Special Minister of State Gavin Jennings issued a short statement today:
“The Government makes no apology for raising these issues nor for seeking a thorough investigation after these very serious issues came to light.
“I am advised that Dr Sharp is now seeking opportunities outside of government and I wish her well.”
Sharp was moved aside from her deputy secretary role heading the department’s early childhood and school education group after the independent Rotherham report was released in August 2014. Sharp was recruited in 2012. After the report became known in Australia, Education Minister James Merlino ordered a review by the Victorian Public Sector Commission:
“Pending the outcome of the review, Dr Sharp will move to the Department of Health and Human Services to develop policy advice on the strengthening of collaborative practices between the health and education systems.”
The VPSC investigated the department’s recruitment process, not Sharp’s role in the child protection failings at Rotherham.
Only two key findings of that review have been released today:
- Sharp’s recruitment was conducted in accordance with appropriate processes for senior public sector appointments; and
- There was no specific matter arising from the review’s assessment of Sharp’s recruitment or other relevant material that provides reasonable grounds to find that Sharp’s continued employment in DET is incompatible with the maintenance of the high standards of integrity and conduct required in the public sector in Victoria.

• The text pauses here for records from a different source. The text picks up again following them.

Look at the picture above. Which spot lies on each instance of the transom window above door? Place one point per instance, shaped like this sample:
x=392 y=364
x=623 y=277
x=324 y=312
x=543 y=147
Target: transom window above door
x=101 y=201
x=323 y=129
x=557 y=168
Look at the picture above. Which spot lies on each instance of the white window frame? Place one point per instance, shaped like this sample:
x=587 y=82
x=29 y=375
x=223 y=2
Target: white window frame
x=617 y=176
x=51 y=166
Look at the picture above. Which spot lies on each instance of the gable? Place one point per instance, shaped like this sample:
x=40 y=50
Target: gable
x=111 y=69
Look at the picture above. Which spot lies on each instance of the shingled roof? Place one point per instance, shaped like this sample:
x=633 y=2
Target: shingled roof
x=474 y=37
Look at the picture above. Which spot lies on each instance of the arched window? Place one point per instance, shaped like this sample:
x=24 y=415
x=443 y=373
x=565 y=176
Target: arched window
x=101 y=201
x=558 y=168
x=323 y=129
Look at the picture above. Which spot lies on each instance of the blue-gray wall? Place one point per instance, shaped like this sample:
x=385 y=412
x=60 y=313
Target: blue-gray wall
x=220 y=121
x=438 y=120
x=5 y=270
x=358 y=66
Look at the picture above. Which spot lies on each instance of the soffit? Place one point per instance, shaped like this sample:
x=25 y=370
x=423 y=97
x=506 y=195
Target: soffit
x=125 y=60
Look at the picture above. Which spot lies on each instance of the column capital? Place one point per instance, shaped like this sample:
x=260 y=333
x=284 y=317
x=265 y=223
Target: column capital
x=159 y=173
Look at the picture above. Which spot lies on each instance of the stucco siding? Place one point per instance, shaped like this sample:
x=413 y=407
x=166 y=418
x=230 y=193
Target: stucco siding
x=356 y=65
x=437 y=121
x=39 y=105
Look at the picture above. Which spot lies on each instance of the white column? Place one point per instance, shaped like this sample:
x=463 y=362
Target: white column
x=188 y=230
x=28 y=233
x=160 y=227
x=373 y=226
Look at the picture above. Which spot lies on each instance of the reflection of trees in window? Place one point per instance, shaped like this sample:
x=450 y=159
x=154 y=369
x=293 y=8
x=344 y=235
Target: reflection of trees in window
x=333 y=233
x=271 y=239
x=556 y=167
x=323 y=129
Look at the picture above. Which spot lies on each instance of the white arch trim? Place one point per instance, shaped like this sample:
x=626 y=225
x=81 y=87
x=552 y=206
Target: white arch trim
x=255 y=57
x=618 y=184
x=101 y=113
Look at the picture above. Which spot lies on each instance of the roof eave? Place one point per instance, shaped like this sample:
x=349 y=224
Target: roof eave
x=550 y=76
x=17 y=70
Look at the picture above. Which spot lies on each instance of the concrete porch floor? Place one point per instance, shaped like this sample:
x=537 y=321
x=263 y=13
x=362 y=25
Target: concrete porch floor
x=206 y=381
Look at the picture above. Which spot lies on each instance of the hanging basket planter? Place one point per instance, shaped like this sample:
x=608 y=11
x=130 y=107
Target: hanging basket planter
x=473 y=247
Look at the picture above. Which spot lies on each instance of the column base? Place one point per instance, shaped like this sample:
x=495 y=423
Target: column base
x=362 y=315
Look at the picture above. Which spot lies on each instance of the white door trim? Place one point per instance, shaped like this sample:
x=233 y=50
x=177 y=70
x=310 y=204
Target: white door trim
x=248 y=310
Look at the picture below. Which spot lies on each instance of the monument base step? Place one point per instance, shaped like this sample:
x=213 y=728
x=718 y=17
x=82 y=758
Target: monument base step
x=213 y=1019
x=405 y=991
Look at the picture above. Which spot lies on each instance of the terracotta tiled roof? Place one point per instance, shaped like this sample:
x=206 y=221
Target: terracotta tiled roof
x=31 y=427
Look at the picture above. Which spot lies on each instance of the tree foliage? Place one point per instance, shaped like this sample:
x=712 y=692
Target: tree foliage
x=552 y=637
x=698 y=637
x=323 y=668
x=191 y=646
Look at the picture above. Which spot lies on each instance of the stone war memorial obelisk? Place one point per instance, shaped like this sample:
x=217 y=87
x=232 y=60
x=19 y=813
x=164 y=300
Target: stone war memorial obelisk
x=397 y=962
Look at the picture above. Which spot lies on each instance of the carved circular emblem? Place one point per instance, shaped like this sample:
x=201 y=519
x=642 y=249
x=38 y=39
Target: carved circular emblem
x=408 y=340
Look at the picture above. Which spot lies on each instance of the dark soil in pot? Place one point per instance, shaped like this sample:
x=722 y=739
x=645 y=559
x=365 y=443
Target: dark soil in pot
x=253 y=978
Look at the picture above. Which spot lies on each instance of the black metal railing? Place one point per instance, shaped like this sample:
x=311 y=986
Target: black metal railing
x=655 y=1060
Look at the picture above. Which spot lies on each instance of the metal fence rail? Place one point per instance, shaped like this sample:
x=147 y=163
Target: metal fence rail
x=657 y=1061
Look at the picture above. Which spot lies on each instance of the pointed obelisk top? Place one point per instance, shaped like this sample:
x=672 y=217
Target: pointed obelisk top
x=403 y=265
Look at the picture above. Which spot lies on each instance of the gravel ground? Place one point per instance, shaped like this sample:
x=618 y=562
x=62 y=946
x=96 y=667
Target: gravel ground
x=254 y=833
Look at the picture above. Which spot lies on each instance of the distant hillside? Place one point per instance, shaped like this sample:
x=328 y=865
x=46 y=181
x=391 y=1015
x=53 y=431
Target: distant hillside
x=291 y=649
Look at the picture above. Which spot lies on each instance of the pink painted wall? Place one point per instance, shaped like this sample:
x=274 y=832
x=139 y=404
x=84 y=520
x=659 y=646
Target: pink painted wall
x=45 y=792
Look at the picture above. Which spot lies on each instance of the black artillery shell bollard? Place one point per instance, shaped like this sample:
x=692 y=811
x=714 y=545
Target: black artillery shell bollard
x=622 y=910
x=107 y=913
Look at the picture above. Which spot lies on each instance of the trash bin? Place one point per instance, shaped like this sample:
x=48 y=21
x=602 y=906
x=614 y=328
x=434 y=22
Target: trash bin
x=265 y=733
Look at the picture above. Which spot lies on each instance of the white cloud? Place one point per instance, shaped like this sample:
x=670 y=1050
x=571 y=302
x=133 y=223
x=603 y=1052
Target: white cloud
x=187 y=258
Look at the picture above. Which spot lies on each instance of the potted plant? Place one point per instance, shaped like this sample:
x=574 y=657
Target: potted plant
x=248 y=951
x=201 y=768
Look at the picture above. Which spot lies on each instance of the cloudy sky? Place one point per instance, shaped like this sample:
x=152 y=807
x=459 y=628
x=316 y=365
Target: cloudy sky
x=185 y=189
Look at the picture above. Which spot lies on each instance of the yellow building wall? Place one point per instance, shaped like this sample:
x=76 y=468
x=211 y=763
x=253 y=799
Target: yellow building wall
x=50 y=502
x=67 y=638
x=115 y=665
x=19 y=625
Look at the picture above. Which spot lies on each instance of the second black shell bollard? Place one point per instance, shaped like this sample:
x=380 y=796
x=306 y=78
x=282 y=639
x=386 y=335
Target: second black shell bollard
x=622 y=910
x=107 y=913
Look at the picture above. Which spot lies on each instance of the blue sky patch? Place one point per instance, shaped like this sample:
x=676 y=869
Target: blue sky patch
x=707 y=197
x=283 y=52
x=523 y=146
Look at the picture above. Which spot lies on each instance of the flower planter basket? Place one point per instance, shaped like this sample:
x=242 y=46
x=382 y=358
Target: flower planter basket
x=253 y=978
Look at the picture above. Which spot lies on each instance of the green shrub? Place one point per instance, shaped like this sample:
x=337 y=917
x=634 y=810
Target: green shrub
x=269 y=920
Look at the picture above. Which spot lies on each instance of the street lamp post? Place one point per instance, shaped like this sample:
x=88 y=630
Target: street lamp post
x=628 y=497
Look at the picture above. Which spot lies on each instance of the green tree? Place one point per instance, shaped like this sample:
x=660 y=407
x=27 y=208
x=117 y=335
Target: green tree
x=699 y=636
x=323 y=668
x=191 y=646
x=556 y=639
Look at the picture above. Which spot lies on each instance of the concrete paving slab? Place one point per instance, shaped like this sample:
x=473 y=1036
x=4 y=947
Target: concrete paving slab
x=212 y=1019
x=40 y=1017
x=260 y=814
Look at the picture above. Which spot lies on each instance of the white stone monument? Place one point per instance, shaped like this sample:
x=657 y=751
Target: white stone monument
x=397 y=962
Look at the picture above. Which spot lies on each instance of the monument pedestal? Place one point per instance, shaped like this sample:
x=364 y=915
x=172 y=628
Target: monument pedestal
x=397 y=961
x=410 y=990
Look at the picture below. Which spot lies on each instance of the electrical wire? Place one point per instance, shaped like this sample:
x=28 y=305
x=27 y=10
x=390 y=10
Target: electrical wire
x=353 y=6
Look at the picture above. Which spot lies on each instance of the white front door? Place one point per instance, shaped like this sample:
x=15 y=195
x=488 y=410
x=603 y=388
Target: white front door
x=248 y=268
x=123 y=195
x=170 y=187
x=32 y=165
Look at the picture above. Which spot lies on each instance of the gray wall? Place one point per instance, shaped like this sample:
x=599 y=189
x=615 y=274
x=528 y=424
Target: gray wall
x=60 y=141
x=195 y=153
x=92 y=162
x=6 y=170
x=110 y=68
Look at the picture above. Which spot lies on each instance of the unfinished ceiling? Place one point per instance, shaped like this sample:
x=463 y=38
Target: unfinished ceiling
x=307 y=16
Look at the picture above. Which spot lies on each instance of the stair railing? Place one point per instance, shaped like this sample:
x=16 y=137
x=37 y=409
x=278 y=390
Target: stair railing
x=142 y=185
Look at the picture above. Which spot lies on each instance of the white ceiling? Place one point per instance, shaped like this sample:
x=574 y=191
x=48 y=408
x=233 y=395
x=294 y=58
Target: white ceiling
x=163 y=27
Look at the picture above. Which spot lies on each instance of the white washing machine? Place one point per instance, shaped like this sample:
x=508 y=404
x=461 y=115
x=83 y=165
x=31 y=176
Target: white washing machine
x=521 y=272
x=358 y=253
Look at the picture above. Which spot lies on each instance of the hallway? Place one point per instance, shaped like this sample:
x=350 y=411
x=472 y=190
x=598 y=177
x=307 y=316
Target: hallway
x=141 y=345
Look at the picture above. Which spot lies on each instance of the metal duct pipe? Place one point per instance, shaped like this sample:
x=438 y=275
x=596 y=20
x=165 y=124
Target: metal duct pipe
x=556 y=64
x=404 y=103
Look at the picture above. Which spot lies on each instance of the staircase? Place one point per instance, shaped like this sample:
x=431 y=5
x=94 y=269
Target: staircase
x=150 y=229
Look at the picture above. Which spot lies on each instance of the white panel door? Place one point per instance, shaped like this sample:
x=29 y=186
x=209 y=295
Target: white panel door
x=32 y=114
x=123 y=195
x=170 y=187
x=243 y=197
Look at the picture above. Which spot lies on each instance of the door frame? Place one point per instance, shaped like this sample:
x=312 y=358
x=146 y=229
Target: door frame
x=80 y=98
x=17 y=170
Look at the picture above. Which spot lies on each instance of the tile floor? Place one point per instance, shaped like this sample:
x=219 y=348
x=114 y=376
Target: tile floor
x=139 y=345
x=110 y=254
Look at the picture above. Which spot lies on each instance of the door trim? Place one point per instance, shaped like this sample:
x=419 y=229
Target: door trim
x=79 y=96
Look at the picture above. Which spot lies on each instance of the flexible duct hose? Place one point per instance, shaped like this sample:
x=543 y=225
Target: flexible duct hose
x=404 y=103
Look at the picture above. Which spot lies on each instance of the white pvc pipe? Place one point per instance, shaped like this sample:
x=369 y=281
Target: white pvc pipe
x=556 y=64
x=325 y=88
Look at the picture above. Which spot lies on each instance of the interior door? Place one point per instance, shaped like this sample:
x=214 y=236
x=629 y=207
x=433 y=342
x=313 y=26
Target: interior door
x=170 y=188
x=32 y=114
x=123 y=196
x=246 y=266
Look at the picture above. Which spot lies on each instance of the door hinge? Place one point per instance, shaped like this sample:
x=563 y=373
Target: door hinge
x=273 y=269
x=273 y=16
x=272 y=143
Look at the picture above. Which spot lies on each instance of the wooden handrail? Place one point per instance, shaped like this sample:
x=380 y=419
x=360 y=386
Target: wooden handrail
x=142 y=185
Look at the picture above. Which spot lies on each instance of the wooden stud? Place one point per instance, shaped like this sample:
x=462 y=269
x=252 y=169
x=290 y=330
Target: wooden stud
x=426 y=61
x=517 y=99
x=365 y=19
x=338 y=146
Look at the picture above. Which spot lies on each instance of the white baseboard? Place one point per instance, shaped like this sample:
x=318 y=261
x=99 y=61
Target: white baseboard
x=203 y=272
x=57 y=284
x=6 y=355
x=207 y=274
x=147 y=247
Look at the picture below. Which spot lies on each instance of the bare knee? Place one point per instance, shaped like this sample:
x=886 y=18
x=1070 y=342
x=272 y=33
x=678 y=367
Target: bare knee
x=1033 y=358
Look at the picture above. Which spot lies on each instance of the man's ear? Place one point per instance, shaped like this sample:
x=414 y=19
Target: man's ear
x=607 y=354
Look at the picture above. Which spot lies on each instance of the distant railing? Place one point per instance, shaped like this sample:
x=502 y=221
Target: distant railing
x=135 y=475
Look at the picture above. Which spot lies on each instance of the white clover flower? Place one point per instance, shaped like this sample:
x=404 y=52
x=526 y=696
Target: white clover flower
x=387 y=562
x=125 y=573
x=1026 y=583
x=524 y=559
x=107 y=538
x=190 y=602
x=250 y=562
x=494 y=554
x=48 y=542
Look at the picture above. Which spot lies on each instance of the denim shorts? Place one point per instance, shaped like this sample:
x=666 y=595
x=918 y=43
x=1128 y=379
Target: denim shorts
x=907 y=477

The original Rotherham report estimates approximately 1400 children were sexually abused over the period from 1997 to 2013. Sharp was director of children’s services at Rotherham Borough Council from 2005 to 2008. The report states:
“In just over a third of cases, children affected by sexual exploitation were previously known to services because of child protection and neglect. It is hard to describe the appalling nature of the abuse that child victims suffered. They were raped by multiple perpetrators, trafficked to other towns and cities in the north of England, abducted, beaten, and intimidated. There were examples of children who had been doused in petrol and threatened with being set alight, threatened with guns, made to witness brutally violent rapes and threatened they would be next if they told anyone. Girls as young as 11 were raped by large numbers of male perpetrators.”